DOOR BENEDICTE LEMMELIJN. Wetenschappers ontdekten onlangs een nieuwe planeet. Of daar gaan ze toch van uit. De planeet werd nooit echt geobserveerd en het bestaan ervan wordt afgeleid uit indirecte bewijzen. Het is immers de ‘best mogelijke verklaring’. Als zoiets kan binnen de exacte wetenschappen kan het in de theologie dan ook voor de duiding van de werkelijkheid die ons ‘overstijgt’?

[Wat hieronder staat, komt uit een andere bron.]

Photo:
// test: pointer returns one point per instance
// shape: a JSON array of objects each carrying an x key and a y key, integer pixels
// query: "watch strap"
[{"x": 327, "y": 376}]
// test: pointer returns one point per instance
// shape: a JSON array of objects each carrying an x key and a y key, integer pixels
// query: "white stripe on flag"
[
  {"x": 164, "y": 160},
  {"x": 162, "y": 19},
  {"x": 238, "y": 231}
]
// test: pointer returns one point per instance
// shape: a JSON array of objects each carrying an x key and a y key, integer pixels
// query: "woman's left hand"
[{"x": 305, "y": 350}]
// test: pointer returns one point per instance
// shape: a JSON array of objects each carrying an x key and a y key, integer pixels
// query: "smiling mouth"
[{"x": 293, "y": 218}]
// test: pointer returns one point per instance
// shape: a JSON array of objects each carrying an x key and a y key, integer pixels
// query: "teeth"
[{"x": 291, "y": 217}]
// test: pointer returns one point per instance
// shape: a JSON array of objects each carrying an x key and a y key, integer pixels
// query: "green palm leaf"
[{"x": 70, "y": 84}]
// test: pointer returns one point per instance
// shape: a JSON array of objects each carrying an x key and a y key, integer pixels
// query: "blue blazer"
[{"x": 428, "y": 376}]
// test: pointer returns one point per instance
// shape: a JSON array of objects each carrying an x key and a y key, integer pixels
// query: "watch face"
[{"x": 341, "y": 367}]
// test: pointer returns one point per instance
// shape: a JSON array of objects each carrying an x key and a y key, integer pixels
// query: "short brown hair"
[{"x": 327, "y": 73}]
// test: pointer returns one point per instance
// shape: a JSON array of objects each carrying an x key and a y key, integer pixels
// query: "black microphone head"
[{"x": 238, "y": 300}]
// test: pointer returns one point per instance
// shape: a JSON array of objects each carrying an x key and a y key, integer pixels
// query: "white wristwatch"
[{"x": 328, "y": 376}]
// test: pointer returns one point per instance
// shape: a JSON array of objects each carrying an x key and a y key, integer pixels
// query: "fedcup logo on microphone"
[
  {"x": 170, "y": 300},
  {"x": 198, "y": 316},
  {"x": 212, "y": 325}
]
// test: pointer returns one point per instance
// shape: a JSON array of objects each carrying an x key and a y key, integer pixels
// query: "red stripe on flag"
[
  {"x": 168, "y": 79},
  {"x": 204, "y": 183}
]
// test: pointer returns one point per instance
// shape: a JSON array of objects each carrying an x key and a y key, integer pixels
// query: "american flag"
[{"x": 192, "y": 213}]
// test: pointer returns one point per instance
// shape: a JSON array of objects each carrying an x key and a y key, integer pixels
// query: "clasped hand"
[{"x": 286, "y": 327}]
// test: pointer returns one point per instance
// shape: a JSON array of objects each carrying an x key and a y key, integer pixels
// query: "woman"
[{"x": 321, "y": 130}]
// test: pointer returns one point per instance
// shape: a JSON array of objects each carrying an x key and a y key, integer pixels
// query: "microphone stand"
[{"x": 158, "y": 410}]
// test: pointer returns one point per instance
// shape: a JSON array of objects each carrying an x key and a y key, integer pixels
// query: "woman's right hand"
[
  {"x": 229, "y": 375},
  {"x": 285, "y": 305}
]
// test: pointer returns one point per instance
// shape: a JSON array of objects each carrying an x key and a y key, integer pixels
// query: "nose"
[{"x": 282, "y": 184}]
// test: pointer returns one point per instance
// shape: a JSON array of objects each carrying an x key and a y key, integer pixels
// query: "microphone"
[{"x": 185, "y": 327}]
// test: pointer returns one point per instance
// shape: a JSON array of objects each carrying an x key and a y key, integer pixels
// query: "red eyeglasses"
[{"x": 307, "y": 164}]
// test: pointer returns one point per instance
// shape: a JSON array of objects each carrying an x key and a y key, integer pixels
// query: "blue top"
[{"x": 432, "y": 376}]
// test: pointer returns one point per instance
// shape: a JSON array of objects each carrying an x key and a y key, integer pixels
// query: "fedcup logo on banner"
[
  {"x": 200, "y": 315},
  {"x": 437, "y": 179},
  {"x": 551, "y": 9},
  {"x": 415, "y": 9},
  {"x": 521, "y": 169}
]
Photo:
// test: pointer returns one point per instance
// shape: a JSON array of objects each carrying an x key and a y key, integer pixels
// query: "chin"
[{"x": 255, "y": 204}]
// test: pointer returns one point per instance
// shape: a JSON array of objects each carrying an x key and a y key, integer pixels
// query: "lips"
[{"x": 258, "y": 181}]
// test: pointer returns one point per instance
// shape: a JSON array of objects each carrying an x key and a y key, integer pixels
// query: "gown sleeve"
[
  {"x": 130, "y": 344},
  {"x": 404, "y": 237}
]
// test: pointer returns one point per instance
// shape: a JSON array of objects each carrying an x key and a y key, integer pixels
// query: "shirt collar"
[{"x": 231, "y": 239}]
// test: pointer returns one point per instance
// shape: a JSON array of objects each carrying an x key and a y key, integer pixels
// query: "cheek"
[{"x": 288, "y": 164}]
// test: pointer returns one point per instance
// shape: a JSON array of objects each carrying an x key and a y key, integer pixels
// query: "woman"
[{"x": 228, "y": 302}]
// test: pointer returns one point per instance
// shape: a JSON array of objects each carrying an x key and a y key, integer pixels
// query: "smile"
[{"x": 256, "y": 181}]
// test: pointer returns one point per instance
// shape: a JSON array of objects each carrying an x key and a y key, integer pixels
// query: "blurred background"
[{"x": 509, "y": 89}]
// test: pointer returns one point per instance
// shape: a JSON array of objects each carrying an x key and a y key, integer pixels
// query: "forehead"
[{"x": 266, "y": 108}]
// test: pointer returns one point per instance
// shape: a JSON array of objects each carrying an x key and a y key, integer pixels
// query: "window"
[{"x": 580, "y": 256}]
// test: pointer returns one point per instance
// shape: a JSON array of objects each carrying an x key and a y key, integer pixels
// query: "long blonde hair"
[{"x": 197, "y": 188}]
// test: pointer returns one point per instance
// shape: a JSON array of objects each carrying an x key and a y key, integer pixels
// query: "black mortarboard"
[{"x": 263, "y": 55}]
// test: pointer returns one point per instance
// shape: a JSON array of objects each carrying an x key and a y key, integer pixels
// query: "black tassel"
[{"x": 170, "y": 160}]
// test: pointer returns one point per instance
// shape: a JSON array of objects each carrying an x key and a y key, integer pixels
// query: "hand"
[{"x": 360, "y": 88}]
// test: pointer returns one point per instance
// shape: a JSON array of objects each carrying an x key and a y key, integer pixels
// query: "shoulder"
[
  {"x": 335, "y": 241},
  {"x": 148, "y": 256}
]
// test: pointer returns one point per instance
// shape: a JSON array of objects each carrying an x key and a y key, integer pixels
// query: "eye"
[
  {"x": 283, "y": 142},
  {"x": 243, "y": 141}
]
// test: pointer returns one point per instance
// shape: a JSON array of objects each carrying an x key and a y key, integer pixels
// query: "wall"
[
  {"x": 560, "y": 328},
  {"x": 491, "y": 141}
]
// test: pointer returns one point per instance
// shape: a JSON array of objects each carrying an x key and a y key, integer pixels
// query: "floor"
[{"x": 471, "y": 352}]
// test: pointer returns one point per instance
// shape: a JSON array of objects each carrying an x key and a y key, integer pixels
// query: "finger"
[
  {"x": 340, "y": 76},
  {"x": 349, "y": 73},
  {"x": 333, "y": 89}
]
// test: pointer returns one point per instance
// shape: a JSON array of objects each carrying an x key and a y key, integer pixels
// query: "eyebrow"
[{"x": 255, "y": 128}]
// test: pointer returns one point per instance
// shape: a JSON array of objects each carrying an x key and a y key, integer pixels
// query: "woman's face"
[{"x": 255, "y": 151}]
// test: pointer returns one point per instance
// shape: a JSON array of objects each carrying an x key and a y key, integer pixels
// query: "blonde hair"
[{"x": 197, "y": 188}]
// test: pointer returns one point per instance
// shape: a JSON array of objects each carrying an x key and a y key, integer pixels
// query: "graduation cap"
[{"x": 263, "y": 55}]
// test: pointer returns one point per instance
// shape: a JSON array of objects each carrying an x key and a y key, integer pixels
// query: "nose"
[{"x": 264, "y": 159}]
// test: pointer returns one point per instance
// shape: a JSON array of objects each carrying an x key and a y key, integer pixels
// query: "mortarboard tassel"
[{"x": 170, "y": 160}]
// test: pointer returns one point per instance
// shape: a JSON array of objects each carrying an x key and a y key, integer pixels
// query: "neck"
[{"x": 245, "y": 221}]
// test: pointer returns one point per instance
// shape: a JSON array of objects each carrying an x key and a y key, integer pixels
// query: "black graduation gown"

Geschreven door Bénédicte Lemmelijn. Bénédicte is Professor Bijbelwetenschap, Oude Testament en Vicedecaan Internationalisering aan de Faculteit Theologie en Religiewetenschappen. Ze sprak ook over dit onderwerp op Radio 1.

pasfoto_BL[1]

Bénédicte Lemmelijn

Of u het ook vernam, weet ik niet, maar ik kwam het te weten via de krant… Intussen kan u het overal googelen en het via een leerrijk filmpje te weten komen: Amerikaanse wetenschappers maakten onlangs de ontdekking bekend van een nieuwe planeet in ons eigenste zonnestelsel, ‘planet nine’, de negende. Op zich is dat al opzienbarend nieuws, maar voor mij nog opzienbarender is de wijze waarop deze kennis tot stand komt. Wat ik u hier vertel heeft natuurlijk ongetwijfeld te lijden onder mijn beperkt positief-wetenschappelijk begripsvermogen, maar de kern ervan komt toch wel min of meer in de buurt. Men ontdekte in ons zonnestelsel, héél héél ver van hier, een reusachtige planeet, die tot tien keer groter is dan de aarde met een diameter van twee tot vier keer deze van de aarde, en die twintig keer verder van de zon verwijderd is dan Neptunus, onze verste buur. De kring van haar baan duurt niet één jaar zoals bij de aarde, of tien jaar zoals bij Jupiter, maar twintigduizend jaar! Op zijn minst indrukwekkend…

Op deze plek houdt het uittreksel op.